How many of us have ever attended a wedding or bought a gift and thought," This couple ain't gonna last?!" Yet somehow, that doesn't stop us from crying during the vows. Our tendency is to believe the bride and groom's public avowals of love even when our private thoughts about the couples' happy prospects might be more, ahem, cynical. (Many a Maid of Honor can back me up on this, as I found while researching my etiquette and advice book for bridesmaids.)
Watching the media frenzy around the news of Kim Kardashian's divorce after a mere 72 days of wedded life reminds me of this contradiction. It's a high-profile split that illustrates our deep suspension of disbelief around weddings, celebrity or otherwise; we want to imagine that romance trumps everything else. We buy the idea of a love so strong that a bride and groom must get married even though they hardly know each other -- even though we realize that lasting unions are usually based on the opposite. In this case, the promotional and money-making machinery around the couples' relationship was so calculated that it's impossible to believe phrases like "in love" were even involved. Yet judging from the online backlash, plenty of people believed in the couples' devotion enough to feel duped and, yes, upset at the divorce news. Even I have this low-level sense that I was made a fool of and I barely followed the wedding and never watch the Kardashians (oh E!, how I've tried!).
The quick manner in which the practical etiquette questions have come into the spotlight -- should they return the gifts? -- seems revealing. We all want a little closure and this question has an actual answer. (Yes, they should return the gifts, making certain that any store credit issued is returned to the original purchaser.) Then there are the financial issues: Who gets to keep all the income generated by this huge celebrity wedding? As with real-life couples who split, lawyers are probably the only ones who will ever know the straight talk about the money.

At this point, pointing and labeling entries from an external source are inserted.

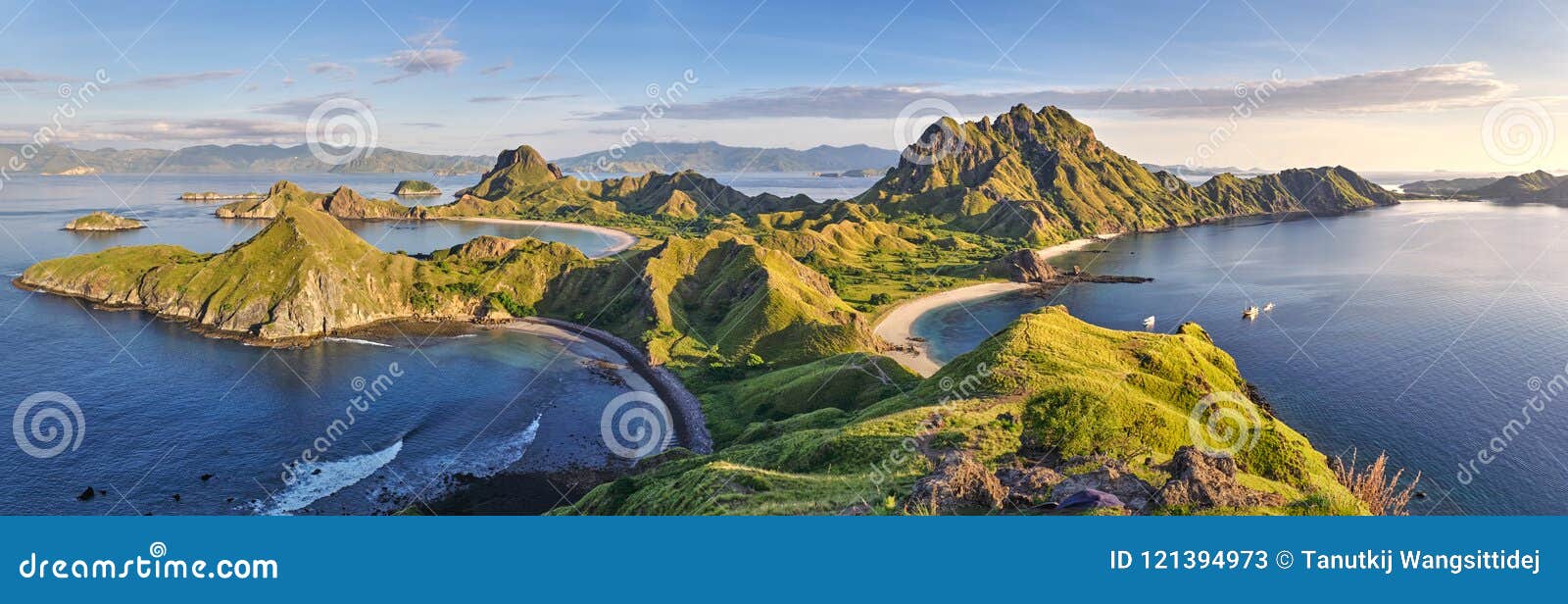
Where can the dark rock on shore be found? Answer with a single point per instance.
(1204, 480)
(1023, 266)
(958, 483)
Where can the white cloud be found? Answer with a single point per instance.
(23, 76)
(1405, 90)
(176, 80)
(302, 107)
(533, 98)
(336, 71)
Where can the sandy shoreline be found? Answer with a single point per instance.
(898, 324)
(619, 240)
(686, 410)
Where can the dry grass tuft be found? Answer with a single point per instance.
(1374, 486)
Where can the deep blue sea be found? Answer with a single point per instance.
(1421, 329)
(164, 407)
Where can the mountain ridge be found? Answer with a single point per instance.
(1043, 176)
(232, 159)
(715, 157)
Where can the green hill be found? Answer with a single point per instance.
(712, 157)
(713, 298)
(104, 222)
(1042, 410)
(522, 182)
(1518, 188)
(211, 159)
(1043, 176)
(344, 203)
(306, 275)
(1446, 185)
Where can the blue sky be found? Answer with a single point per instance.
(1374, 85)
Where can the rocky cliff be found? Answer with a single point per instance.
(1043, 176)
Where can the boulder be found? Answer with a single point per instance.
(1112, 478)
(1204, 480)
(1090, 499)
(958, 483)
(1029, 485)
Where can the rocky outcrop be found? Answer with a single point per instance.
(344, 203)
(220, 196)
(104, 222)
(958, 483)
(1023, 266)
(1029, 485)
(690, 426)
(1043, 176)
(1206, 480)
(1113, 478)
(303, 277)
(74, 172)
(415, 188)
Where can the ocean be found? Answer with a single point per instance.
(1431, 329)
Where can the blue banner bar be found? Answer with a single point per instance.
(775, 559)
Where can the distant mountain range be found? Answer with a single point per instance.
(1533, 187)
(1043, 176)
(712, 157)
(211, 159)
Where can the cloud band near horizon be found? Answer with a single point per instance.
(1426, 88)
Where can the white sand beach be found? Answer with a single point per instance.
(896, 326)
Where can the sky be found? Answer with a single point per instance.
(1474, 85)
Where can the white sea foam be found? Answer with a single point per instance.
(334, 476)
(510, 451)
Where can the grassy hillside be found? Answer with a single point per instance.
(1051, 399)
(306, 275)
(712, 157)
(1042, 176)
(344, 203)
(713, 300)
(104, 222)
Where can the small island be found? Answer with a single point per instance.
(74, 172)
(862, 173)
(415, 187)
(104, 222)
(220, 196)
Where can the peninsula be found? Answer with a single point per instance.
(762, 306)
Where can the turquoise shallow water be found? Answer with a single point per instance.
(164, 407)
(1421, 329)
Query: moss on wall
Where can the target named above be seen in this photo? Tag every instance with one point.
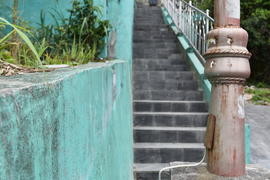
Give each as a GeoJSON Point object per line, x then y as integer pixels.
{"type": "Point", "coordinates": [69, 124]}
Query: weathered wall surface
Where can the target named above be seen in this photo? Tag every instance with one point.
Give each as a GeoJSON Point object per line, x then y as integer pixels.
{"type": "Point", "coordinates": [118, 12]}
{"type": "Point", "coordinates": [69, 124]}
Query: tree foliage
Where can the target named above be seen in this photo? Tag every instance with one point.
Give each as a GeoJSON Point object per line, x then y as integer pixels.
{"type": "Point", "coordinates": [255, 18]}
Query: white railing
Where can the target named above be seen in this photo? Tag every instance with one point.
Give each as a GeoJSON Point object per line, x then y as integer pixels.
{"type": "Point", "coordinates": [191, 21]}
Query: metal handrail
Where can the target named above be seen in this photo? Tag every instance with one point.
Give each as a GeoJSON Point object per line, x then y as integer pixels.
{"type": "Point", "coordinates": [191, 21]}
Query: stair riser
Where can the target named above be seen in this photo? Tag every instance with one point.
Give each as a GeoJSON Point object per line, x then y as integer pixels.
{"type": "Point", "coordinates": [147, 155]}
{"type": "Point", "coordinates": [168, 136]}
{"type": "Point", "coordinates": [149, 67]}
{"type": "Point", "coordinates": [154, 33]}
{"type": "Point", "coordinates": [163, 95]}
{"type": "Point", "coordinates": [154, 40]}
{"type": "Point", "coordinates": [160, 62]}
{"type": "Point", "coordinates": [153, 52]}
{"type": "Point", "coordinates": [161, 45]}
{"type": "Point", "coordinates": [170, 107]}
{"type": "Point", "coordinates": [162, 75]}
{"type": "Point", "coordinates": [151, 176]}
{"type": "Point", "coordinates": [171, 120]}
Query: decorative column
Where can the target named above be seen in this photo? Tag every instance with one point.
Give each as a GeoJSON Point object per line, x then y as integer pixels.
{"type": "Point", "coordinates": [227, 67]}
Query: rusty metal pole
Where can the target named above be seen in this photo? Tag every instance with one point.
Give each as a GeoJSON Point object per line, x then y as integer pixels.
{"type": "Point", "coordinates": [227, 67]}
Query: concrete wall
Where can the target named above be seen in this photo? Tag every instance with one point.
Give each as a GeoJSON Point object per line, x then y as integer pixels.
{"type": "Point", "coordinates": [119, 12]}
{"type": "Point", "coordinates": [69, 124]}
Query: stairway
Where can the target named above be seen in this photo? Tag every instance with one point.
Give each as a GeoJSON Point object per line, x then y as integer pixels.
{"type": "Point", "coordinates": [169, 111]}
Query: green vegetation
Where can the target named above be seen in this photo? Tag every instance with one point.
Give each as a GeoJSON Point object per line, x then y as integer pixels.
{"type": "Point", "coordinates": [260, 93]}
{"type": "Point", "coordinates": [78, 39]}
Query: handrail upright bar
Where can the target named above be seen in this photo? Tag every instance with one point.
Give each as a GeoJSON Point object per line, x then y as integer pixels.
{"type": "Point", "coordinates": [192, 22]}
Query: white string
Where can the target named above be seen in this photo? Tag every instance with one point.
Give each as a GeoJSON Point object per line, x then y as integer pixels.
{"type": "Point", "coordinates": [181, 165]}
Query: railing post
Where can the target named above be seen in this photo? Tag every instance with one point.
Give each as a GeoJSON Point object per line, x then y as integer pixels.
{"type": "Point", "coordinates": [227, 67]}
{"type": "Point", "coordinates": [173, 9]}
{"type": "Point", "coordinates": [189, 19]}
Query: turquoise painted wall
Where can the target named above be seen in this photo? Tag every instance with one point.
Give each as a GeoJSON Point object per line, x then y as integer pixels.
{"type": "Point", "coordinates": [69, 124]}
{"type": "Point", "coordinates": [119, 12]}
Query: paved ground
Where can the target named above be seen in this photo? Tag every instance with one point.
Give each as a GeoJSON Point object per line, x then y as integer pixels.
{"type": "Point", "coordinates": [259, 119]}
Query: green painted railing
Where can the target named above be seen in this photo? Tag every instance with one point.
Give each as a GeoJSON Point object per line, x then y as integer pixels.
{"type": "Point", "coordinates": [193, 53]}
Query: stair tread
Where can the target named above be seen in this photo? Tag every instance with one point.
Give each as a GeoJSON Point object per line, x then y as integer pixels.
{"type": "Point", "coordinates": [167, 128]}
{"type": "Point", "coordinates": [170, 113]}
{"type": "Point", "coordinates": [164, 101]}
{"type": "Point", "coordinates": [149, 167]}
{"type": "Point", "coordinates": [169, 145]}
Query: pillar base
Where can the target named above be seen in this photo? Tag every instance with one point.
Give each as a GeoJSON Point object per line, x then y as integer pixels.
{"type": "Point", "coordinates": [201, 173]}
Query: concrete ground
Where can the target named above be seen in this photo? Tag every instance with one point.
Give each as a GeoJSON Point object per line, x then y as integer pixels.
{"type": "Point", "coordinates": [259, 119]}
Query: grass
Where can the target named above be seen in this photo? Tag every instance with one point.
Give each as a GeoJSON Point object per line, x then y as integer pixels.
{"type": "Point", "coordinates": [260, 94]}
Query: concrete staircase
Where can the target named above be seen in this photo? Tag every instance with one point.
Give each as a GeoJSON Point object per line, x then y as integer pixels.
{"type": "Point", "coordinates": [169, 111]}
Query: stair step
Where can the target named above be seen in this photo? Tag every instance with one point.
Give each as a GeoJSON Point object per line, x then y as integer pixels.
{"type": "Point", "coordinates": [169, 134]}
{"type": "Point", "coordinates": [149, 171]}
{"type": "Point", "coordinates": [159, 61]}
{"type": "Point", "coordinates": [170, 119]}
{"type": "Point", "coordinates": [150, 45]}
{"type": "Point", "coordinates": [170, 106]}
{"type": "Point", "coordinates": [149, 67]}
{"type": "Point", "coordinates": [179, 95]}
{"type": "Point", "coordinates": [168, 152]}
{"type": "Point", "coordinates": [165, 85]}
{"type": "Point", "coordinates": [162, 75]}
{"type": "Point", "coordinates": [154, 53]}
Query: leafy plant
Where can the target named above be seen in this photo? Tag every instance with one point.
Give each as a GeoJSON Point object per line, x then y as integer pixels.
{"type": "Point", "coordinates": [83, 31]}
{"type": "Point", "coordinates": [23, 36]}
{"type": "Point", "coordinates": [259, 95]}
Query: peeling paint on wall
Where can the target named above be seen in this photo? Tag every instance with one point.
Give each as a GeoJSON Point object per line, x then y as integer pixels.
{"type": "Point", "coordinates": [66, 124]}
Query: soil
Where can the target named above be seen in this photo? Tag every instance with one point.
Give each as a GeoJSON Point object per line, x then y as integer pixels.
{"type": "Point", "coordinates": [8, 69]}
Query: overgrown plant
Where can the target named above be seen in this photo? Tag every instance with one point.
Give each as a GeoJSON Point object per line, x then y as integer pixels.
{"type": "Point", "coordinates": [83, 31]}
{"type": "Point", "coordinates": [7, 43]}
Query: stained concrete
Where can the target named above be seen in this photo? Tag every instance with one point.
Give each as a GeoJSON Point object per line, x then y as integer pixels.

The question that's hardest to answer is the most interesting -- why we want to believe in whirlwind fairytale romance to begin with and how come we feel so tricked when we find out (again) that it doesn't exist. It's a question worth asking, especially because many of us at some point will see a friend or family member divorce. How do we overcome our feelings of disappointment that true love couldn't triumph? After all, finding out a celebrity marriage boils down to nothing but a bunch of shiny magazine covers pales in comparison to watching a real-time split among people we care about. But you know what? This is all making me think about an old friend of mine in Seattle who split up with her husband three days after their wedding, which was kind of a bummer. So, let's get back to this: Do you think Kim should keep the ring?